2) Hazların alınmasından utanç duymamak için yaratılışın ıslahı. Bunun, her dal köküne benzemek istediği için olduğu bilinmektedir. Bu nedenle, alma arzusunun perspektifinden, kişinin reddetmek ve herhangi bir zevk almamak istediği bir düzeltme yapıldı. Bunun yerine, Yaradan yaratılanların haz ve memnuniyet almalarını istediği için, zira yaratılışın amacı buydu, kişi hazları almaya gelir. O zaman kişi utanç hissetmeyecektir çünkü şimdi form eşitliği vardır, yani Yaradan ihsan etmek istediği gibi, yaratılanlar da O’na ihsan etmek isterler, böylece O, “O dedi ve O’nun arzusu yapıldı”nın tadını çıkaracaktır ve sadece bu yüzden haz ve memnuniyet almak isterler.

Ancak, “ihsan etmek için almak” olarak adlandırılan bu Kli, yokluktan varlık olarak bunu yaratan Yaradan’a atfettiğimiz “kendisi için alma arzusu” olarak adlandırılan Kli’nin tam tersidir. Bu nedenle, eğer kendi iyiliğimiz için değil, sadece Yaradan’ın iyiliği için çalışmak istiyorsak, bu zor bir çalışmadır çünkü Yaradan’ın yarattığı Kli’ye karşı savaşmalıyız.

Işıkların ayrılması, kapların kırılması, Keduşa, Tuma’a, Sitra Ahra [diğer taraf] ve Klipot gibi öğrendiğimiz tüm eksiklikler bu çalışmadan gelir. Ayrıca, Zohar’da ve Kabala kitaplarında açıklandığını gördüğümüz tüm isimler sadece yaratılışın ıslahından uzanır.

Bu böyledir, çünkü yaratılışın ıslahının Kelim’ini yaratılanlara atfediyoruz, Hayat Ağacı’nın başlangıcında yazıldığı ve On Sefirot’un Çalışması’nda açıkladığı gibi, şöyle ki Malhut de Eyn Sof adı verilen ilk alma arzusu, almak için almak değil ihsan etmek için almak istediğini söyledi.

Doğal olarak, Yaradan’ın tam tersi olan, yarattığı doğaya karşı çıkmak istiyorsak, bu bize sıkı çalışma ile gelir.
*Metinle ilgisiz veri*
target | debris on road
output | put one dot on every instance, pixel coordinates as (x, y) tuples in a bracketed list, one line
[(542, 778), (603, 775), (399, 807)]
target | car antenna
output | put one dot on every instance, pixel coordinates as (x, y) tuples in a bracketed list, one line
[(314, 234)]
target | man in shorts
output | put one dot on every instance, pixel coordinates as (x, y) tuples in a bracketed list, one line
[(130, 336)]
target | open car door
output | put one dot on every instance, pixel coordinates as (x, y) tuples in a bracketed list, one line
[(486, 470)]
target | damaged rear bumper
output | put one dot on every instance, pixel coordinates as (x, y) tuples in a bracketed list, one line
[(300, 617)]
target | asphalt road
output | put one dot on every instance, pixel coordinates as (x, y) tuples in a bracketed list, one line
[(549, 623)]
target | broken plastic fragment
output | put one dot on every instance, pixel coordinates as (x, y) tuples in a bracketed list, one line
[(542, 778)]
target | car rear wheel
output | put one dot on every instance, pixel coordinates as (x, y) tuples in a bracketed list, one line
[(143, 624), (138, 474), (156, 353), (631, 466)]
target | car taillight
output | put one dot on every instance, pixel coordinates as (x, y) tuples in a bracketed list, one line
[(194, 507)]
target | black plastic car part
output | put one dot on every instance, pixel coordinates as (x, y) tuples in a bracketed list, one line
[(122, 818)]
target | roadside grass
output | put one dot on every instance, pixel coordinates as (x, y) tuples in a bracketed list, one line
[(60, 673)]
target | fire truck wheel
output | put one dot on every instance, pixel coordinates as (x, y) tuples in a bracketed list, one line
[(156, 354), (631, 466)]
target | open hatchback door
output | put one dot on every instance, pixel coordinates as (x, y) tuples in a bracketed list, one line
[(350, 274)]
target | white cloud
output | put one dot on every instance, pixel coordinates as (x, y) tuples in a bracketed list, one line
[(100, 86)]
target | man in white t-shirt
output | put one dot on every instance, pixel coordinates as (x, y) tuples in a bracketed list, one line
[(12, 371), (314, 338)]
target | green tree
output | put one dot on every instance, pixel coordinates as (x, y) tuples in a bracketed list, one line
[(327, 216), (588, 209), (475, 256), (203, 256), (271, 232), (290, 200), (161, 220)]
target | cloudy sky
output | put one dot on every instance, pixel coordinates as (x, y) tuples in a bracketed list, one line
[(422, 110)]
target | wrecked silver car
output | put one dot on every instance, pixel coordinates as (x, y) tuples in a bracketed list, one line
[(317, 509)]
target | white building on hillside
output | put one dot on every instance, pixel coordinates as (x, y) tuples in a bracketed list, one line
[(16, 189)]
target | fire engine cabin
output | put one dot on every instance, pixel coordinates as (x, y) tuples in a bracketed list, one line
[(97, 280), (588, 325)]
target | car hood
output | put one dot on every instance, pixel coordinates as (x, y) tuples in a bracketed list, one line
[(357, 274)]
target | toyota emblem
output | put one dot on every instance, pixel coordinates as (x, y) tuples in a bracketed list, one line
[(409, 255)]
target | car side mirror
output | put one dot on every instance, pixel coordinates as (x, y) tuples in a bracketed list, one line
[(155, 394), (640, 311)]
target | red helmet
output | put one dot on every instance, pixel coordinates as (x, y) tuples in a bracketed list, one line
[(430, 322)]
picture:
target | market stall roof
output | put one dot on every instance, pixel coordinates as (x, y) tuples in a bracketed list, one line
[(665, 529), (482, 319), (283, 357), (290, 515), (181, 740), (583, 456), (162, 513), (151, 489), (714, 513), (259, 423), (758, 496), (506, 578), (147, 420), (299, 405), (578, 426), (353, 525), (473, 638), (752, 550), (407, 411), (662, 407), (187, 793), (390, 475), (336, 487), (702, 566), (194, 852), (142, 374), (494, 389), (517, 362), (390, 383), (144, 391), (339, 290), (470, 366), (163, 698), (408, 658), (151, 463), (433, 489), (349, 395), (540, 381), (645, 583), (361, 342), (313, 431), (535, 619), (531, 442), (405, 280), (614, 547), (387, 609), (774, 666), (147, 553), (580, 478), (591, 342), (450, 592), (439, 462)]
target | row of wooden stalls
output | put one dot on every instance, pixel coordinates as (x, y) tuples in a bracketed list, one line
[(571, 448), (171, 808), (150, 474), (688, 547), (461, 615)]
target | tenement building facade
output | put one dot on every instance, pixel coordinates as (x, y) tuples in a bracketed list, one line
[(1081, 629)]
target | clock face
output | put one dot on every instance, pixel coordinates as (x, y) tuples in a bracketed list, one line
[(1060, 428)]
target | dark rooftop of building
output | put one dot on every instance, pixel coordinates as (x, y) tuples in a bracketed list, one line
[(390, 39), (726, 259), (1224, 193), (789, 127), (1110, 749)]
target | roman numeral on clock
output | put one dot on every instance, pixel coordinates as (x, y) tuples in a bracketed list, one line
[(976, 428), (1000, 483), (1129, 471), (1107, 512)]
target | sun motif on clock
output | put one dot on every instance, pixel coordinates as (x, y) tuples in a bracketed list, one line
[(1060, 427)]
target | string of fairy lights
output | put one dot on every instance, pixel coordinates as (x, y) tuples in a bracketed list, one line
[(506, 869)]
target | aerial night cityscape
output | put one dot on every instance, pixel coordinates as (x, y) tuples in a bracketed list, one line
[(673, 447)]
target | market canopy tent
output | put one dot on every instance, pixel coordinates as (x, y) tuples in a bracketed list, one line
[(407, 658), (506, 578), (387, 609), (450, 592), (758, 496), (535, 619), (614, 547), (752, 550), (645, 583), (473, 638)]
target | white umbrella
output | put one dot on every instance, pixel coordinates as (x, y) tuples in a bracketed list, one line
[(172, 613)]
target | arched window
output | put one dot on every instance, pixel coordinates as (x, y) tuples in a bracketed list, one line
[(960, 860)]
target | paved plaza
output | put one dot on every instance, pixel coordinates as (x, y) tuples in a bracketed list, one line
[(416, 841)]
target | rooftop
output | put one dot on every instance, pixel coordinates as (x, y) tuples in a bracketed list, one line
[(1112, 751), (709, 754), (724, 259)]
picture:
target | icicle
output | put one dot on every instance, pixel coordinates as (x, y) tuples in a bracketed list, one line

Üst dünyalarda bu, ışıkların ayrılmasına ve kapların kırılmasına neden oldu ve sonra Klipot ortaya çıktı ve Keduşa ile Tuma’a arasındaki mesafe yapıldı.

Keduşa’ya “form eşitliği” denir. Dvekut’un [tutunma/yapışma] anlamı budur, şöyle yazıldığı gibi: “Kutsal olacaksın, zira Ben kutsalım.” Bu demektir ki, nasıl ki Yaradan yarattıklarına sadece iyilik yapmak istiyorsa, yaratılanlar da kendilerine değil, Yaradan’a iyilik yapma derecesinde olmak istemelidir.

Öyle anlaşılıyor ki, yaratılışın ıslahına ulaşmadan önce ve hala kendini sevmeye dalmışken, kişi haz ve memnuniyeti alamaz ve Tzimtzum [kısıtlama] ve gizlilik onun üzerinedir. Yani, muzdarip olduğumuz tüm gizliliklerin, ıslahların sırasının böyle olmasından kaynaklandığını söylemeliyiz, şöyle ki bununla tüm yaratılanlar ıslahın sonuna ulaşacaklar, yani kendileri için alma niteliği ile ortaya çıkan tüm Kelim, ihsan etmek için çalışmaya ıslah edilecek. Doğal olarak, haz ve memnuniyeti alabileceklerdir. Bu demektir ki o zaman, ıslahın sonunda, Tzimtzum’a ve gizliliğe artık ihtiyaç kalmayacaktır. Bu, “Ve Öğretmenin artık Kendisini gizlemeyecek” sözlerinin anlamıdır.

Bundan çıkan sonuç, uzaklık ve yakınlığın şu olduğudur: Kişi her şeyi ihsan etmek için yaparsa “Kutsal olacaksın” denildiği gibi, Keduşa’ya yakındır; eğer her şeyi kendi iyiliği için yaparsa, Keduşa’dan uzaktır.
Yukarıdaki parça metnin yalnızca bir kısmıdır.